This script takes ZIP-based alignment files and creates a high level national map. It was developed for 36 sales regions, but could be useful for any national level alignment ranging from 2 to 100 different regions, territories.
Before starting you just need a file that has:
ZIP Code Alignment Category (eg. Sales Region, Customer Care Region) Importance Variable** (You can default this to 1)
The Importance Variable is used to weight a ZIP code’s importance for a region. A ZIP code in downtown Chicago in a highly populated area probably holds more business importance than a rural, sparsely populated ZIP Code 300 miles outside of Chicago. If you want all ZIP codes to be treated equally, just set the Importance Variable to 1 for all ZIP codes.
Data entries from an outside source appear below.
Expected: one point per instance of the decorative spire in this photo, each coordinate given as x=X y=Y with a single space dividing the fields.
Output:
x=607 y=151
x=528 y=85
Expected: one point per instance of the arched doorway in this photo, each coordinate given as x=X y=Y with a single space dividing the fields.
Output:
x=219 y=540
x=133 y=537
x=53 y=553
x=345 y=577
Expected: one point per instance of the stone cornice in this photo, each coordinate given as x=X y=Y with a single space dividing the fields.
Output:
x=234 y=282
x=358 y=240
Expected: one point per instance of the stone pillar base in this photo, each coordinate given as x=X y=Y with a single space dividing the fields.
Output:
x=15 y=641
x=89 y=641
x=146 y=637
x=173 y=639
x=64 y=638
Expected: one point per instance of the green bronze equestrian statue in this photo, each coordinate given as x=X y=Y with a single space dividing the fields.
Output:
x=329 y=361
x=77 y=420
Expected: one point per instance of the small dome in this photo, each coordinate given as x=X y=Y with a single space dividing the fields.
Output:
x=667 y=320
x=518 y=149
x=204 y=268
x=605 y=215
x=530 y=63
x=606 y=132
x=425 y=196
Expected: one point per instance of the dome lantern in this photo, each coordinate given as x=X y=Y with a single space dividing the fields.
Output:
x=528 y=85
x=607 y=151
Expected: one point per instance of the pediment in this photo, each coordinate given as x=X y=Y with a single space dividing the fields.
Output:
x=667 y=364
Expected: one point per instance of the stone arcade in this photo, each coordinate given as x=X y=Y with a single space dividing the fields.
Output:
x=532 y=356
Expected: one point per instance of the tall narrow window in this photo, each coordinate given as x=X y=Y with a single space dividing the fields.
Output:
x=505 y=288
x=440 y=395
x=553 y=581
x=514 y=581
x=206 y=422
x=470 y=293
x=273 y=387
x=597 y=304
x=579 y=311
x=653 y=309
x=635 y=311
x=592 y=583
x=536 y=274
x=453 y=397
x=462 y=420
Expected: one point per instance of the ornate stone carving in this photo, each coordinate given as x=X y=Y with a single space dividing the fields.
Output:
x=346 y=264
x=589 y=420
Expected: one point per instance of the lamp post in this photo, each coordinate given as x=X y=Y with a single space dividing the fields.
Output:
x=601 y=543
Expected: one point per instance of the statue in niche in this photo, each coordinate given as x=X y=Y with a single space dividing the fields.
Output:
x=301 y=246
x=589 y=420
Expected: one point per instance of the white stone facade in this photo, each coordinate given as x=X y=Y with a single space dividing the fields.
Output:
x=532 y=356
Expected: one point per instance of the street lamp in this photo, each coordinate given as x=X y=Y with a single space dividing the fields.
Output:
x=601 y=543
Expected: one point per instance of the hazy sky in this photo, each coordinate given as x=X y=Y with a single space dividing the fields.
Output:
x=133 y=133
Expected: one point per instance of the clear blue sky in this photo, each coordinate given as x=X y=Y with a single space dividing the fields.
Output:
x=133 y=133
In this script, we are using 2019 Video Procedure volumes per ZIP code as the Importance Variable.
Importing Data
The first part of the script is importing data and software libraries.
We get our shapefiles from the US Census website. We are using state shapes, congressional district shapes and ZIP shapes. We could also use counties for more granularity, but at the national level the congressional districts should do fine.
The sf library in R is used for handling shape files. Libraries tmap, rmapshaper and smoothr are all map-specific libraries. Library wesanderson gives us a color palette brewer.
We also read in our alignment file and assign it to a dataframe called zip_align. We merge that by ZIP to the ZIP code shape file.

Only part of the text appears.